I wasn’t quite sure what to expect. I’d googled various sites to try and find out what would happen but they were written mostly by women with information I couldn’t even begin to understand, so settled on the fact I’d just have to go with the flow.
Anxiety-wise, a big trigger for me is anything medical, so to attend something like this is usually a big deal for me. What surprised me was that I hadn’t felt too anxious about it. I slept well the night before and hadn’t been off my food including breakfast, which was good.
We set off and although I didn’t want to talk much, I felt OK, until I saw the hospital sign.
My stomach kind of twinged, heart rate increased pretty instantly and I knew my anxiety decided I wasn’t going to be fully OK today. We found a spot and walked to the section we needed to be in.

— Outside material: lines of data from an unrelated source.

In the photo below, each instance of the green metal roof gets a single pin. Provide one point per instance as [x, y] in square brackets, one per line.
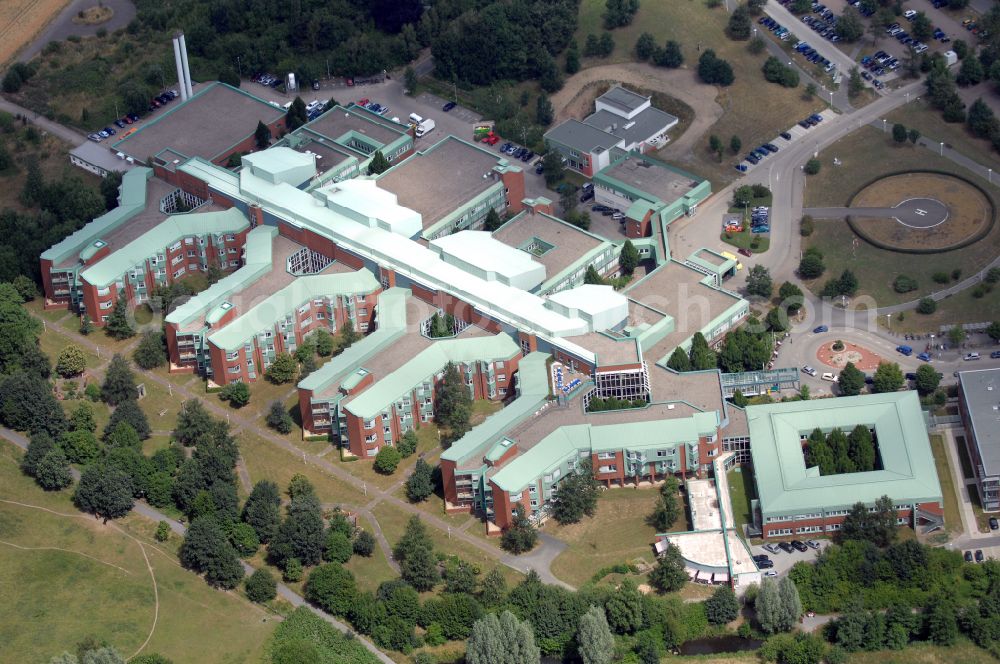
[155, 240]
[570, 440]
[132, 201]
[428, 362]
[787, 487]
[533, 391]
[285, 301]
[257, 262]
[391, 326]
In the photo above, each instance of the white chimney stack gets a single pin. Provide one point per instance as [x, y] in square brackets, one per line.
[180, 69]
[187, 70]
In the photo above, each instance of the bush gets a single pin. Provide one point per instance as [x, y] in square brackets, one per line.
[904, 284]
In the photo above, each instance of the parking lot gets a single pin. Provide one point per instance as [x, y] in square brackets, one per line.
[784, 561]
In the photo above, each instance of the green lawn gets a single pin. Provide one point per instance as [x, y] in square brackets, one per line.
[696, 28]
[81, 578]
[741, 491]
[866, 154]
[617, 533]
[952, 518]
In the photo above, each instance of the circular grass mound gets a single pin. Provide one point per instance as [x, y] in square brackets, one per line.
[970, 212]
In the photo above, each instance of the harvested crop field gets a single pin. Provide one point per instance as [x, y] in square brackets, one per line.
[969, 212]
[21, 20]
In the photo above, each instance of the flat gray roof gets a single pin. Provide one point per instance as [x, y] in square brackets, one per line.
[624, 99]
[643, 126]
[666, 184]
[339, 121]
[569, 243]
[438, 181]
[981, 392]
[581, 136]
[206, 125]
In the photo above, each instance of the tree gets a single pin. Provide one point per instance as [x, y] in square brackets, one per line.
[338, 547]
[387, 460]
[502, 639]
[71, 362]
[452, 402]
[52, 473]
[624, 608]
[119, 382]
[104, 491]
[759, 282]
[193, 423]
[849, 26]
[128, 412]
[722, 607]
[645, 46]
[595, 642]
[702, 357]
[261, 586]
[714, 70]
[740, 24]
[420, 486]
[544, 113]
[669, 574]
[577, 495]
[237, 394]
[262, 136]
[521, 536]
[332, 588]
[419, 568]
[279, 419]
[119, 326]
[667, 511]
[851, 380]
[379, 164]
[283, 369]
[629, 257]
[928, 379]
[679, 360]
[811, 266]
[888, 378]
[151, 352]
[364, 544]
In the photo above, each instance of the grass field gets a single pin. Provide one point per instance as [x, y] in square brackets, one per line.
[952, 518]
[21, 20]
[753, 109]
[867, 154]
[617, 533]
[76, 578]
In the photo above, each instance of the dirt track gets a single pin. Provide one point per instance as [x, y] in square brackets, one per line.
[575, 101]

In there, anxiety subsided. My stomach was still aching, legs a bit wobbly but I felt ok, quite confident. However, a nurse came out and shouted someone with a very similar name to me and BANG there it was totally out of the blue. I thought I’d got it under control but not as well as I thought!

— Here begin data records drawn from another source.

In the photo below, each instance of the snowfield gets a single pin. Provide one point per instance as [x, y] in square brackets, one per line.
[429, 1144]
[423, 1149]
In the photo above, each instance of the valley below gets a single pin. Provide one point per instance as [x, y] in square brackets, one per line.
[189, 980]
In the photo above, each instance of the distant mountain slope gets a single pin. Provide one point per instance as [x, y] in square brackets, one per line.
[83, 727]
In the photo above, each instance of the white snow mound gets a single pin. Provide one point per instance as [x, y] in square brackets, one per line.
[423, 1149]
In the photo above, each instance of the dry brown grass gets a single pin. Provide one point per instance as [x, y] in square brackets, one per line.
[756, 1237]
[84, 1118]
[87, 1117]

Eventually they called our name and we had to go into a room with a nurse while they weighed my GF (she took off her boots and made sure the nurse knew she was on slimming world which made me lol. She’s beautiful). I had to answer some questions and then we went through to the doctor. By now my anxiety was in full swing, I had the leg tremor, I was really hot and my heart was going. The room itself was boiling too, which didn’t help at all. My girlfriend was answering more questions about health, family history etc. and afterwards the doctor turned to me to ask questions. Out of the blue, and very unplanned, I just said:
‘You’ll have to bare with me, I suffer with anxiety’.
I just said it. I’ve never done that before but I wasn’t ashamed or embarrassed. I wanted to get through that appointment to the best of my ability so I opened up and told them. The doctor was very understanding as I said this and said ‘it’s fine don’t worry, you’re doing fine’. Out of the corner of my eye unnoticed the nurses head shoot up from what she was reading and look at me for a while, I wasn’t sure why.

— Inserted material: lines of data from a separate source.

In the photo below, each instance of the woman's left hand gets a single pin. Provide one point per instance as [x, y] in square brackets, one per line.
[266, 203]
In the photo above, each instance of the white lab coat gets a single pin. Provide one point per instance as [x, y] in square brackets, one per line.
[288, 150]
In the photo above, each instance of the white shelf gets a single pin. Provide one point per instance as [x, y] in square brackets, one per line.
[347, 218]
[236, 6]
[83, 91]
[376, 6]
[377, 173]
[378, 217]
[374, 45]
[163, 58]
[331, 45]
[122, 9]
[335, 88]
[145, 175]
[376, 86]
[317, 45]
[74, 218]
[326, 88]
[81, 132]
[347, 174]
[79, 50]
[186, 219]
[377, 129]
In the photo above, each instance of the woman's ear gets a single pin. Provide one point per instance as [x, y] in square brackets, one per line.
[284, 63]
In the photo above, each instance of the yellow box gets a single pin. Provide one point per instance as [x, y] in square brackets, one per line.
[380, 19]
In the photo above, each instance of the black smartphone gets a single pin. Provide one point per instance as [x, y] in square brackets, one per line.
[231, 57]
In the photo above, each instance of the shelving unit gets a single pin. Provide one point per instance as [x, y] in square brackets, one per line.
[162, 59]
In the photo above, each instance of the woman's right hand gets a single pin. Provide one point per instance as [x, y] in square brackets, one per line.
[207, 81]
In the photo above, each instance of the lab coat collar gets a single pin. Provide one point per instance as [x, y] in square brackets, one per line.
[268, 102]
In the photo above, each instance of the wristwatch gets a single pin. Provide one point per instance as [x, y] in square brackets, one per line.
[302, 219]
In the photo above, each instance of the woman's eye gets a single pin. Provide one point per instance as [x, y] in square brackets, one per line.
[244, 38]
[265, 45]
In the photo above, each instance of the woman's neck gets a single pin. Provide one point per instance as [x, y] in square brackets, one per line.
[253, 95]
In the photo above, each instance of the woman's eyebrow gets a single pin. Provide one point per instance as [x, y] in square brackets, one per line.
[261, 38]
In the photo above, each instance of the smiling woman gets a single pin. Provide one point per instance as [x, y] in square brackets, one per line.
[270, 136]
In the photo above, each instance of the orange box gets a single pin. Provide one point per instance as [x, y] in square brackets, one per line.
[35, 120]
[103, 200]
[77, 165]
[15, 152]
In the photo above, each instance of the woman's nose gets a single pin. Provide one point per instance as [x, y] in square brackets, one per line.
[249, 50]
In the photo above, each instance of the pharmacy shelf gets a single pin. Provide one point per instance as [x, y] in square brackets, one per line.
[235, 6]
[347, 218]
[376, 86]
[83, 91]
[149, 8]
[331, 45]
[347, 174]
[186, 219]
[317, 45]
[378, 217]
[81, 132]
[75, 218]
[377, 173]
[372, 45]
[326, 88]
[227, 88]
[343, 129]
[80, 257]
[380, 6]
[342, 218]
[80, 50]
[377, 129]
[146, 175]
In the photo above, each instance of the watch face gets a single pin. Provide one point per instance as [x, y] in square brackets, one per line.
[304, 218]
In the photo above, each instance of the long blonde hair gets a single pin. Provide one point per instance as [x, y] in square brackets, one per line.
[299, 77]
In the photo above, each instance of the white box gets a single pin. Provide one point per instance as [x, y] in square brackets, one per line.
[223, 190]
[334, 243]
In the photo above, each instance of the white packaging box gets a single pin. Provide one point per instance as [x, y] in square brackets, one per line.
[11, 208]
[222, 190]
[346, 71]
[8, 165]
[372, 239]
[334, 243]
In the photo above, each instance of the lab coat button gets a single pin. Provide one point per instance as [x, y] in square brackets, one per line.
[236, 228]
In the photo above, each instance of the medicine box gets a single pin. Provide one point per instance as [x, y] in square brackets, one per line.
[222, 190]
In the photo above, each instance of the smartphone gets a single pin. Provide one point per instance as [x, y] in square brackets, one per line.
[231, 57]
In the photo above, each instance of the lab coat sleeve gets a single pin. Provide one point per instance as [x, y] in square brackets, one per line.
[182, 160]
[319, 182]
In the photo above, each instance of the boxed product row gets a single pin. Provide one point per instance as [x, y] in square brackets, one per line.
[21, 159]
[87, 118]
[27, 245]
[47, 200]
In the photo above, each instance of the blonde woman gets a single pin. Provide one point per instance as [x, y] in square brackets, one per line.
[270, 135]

I answered the questions and nod way through the nurse interrupted the doctor and said ‘if you feel like you need a bit of fresh air, you can go out at any time it’s no problem at all’. They were both incredible, so kind and understanding, very thoughtful and allowed me the time I needed to settle and get through it. Because of their understanding, my anxiety eventually lifted (to an extent) and we sailed through the rest of the appointment, had our next steps and we were on our way.
Basically, he results show that biologically were both fine. My sperm is, as described by the doc ‘very good indeed’ 💪🏻💦 and the GFs hormones and bloods are also very normal along with various internal stuff coming back clear too. The next step is a dye test to check my GF physically and if that comes back clear, it’s classed as ‘unexplained infertility’. I hate the term ‘unexplained’ because then there’s no answer. We just have to go for further fertility treatments.
So for now, we wait for appointments and head towards the next phase of our journey together. I’m so glad I opened up at our appointment because it meant I could be myself and get through it the only way I know how – to fight.